Der digitale Dorfplatz: privat oder öffentlich? - #rp12

Podiumsdiskussion mit Martina Pickhart (@pickihh), Christoph Kappes (@christophkappes), Sascha Lobo (@saschalobo), Ralf Lesser, Referent für Netzpolitik im Bundesministerium des Innern, Falk Lüke, (@flueke) und Jan Möller (@janmoeller).

Wir sind das Dorf, wir entscheiden über den Dorfplatz.

Der Meinungsbildungsprozess findet teilweise auf Servern statt, die privat kontrolliert werden. Hier kann sich nicht unzensiert eine Meinung bilden.

Es wird immer schwieriger "privat" und "öffentlich" zu trennen. Auch eine staatliche Plattform würde hier keinen wirklichen Nutzen bringen.

Öffentlichkeit bedeutet, dass ich nicht mehr die komplette Kontrolle darüber habe, wer etwas über mich liest oder sieht. Lobo betrachtet aber twitter z.B. nicht unbedingt als Öffentlich. Er postuliert vielmehr, dass der Öffentlichkeitsbegriff für das Internet neu geschaffen werden muss.

@PickiHH macht sich sorgen über die Infrastruktur des Netzes. Da alles in staatlicher und privater Hand ist, könnte morgen einfach alles abgeschalten werden.

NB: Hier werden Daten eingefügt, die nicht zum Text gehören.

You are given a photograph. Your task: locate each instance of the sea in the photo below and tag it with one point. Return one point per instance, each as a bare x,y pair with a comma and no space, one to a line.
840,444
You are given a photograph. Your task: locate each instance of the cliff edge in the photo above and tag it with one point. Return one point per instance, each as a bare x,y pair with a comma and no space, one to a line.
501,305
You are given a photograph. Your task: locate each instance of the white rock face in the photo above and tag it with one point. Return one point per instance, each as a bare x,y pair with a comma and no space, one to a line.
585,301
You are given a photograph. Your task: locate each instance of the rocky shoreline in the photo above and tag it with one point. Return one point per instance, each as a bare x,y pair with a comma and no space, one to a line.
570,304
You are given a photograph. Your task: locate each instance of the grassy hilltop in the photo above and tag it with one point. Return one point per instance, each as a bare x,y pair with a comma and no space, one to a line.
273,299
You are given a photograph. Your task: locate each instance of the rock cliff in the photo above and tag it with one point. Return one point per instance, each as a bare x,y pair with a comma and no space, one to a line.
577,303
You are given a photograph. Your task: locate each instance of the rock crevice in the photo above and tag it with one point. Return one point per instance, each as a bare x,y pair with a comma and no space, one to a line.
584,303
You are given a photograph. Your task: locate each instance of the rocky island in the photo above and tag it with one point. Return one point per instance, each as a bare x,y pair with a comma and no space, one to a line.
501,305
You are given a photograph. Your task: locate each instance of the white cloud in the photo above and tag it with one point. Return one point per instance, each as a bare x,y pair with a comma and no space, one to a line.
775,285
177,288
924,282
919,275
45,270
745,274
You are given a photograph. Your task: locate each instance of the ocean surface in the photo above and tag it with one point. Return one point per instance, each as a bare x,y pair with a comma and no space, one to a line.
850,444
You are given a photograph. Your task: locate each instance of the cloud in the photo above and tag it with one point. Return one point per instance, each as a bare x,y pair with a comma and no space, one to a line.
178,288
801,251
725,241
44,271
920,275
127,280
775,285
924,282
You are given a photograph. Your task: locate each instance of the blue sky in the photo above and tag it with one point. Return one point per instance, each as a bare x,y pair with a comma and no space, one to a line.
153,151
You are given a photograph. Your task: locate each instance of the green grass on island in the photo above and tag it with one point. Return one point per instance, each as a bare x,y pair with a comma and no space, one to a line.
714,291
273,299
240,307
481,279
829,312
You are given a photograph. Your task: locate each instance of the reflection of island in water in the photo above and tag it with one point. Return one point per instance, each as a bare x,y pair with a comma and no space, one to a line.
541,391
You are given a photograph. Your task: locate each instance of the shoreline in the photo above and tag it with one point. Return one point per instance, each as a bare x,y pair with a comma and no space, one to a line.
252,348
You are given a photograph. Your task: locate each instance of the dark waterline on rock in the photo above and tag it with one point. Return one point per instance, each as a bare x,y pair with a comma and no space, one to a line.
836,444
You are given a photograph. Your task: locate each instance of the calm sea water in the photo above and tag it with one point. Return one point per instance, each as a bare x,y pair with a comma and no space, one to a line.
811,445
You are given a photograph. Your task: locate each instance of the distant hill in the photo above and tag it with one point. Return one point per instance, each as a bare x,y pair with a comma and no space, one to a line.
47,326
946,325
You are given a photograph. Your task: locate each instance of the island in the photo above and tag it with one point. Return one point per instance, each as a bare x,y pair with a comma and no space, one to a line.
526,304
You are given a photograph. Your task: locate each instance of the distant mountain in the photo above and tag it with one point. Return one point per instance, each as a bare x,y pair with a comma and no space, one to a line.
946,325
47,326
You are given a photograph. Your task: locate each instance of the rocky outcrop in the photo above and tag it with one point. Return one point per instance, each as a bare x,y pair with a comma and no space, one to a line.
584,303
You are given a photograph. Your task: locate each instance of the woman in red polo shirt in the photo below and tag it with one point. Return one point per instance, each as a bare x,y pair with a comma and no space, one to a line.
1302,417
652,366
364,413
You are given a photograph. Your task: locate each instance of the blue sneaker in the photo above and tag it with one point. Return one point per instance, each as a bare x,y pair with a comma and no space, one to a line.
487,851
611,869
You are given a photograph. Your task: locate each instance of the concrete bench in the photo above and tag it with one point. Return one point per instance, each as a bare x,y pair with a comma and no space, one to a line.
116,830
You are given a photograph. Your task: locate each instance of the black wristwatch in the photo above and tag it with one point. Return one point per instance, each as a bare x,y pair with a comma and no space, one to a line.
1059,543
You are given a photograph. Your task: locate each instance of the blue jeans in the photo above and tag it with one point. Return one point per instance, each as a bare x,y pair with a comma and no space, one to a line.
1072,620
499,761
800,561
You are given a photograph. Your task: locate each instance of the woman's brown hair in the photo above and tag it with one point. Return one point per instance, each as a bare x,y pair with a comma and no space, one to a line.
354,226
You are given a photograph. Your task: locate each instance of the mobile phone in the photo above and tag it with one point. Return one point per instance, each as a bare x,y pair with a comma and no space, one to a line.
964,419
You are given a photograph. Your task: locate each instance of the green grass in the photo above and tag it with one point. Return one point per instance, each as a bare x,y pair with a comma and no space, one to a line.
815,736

Ihr Vorschlag wäre, durch die Gründung einer gemeinnützigen AG diese Gefahr zu schmälern.

Auch eine Ethikkommision für digitale Öffentlichkeit könnte helfen.

Die momentane zentralisierte Struktur wird sich in 10 Jahren wieder dezentralisiert haben.

Das Bild vom digitalen Dorfplatz hat dazu geführt, dass Konzepte aus der Realwelt ins Netz übertragen wurden. Das ist so aber nicht 1:1 möglich. Wir müssen daran arbeiten, hier eine Migration zu schaffen und die Konzepte an die digitalen Gegebenheiten anzupassen.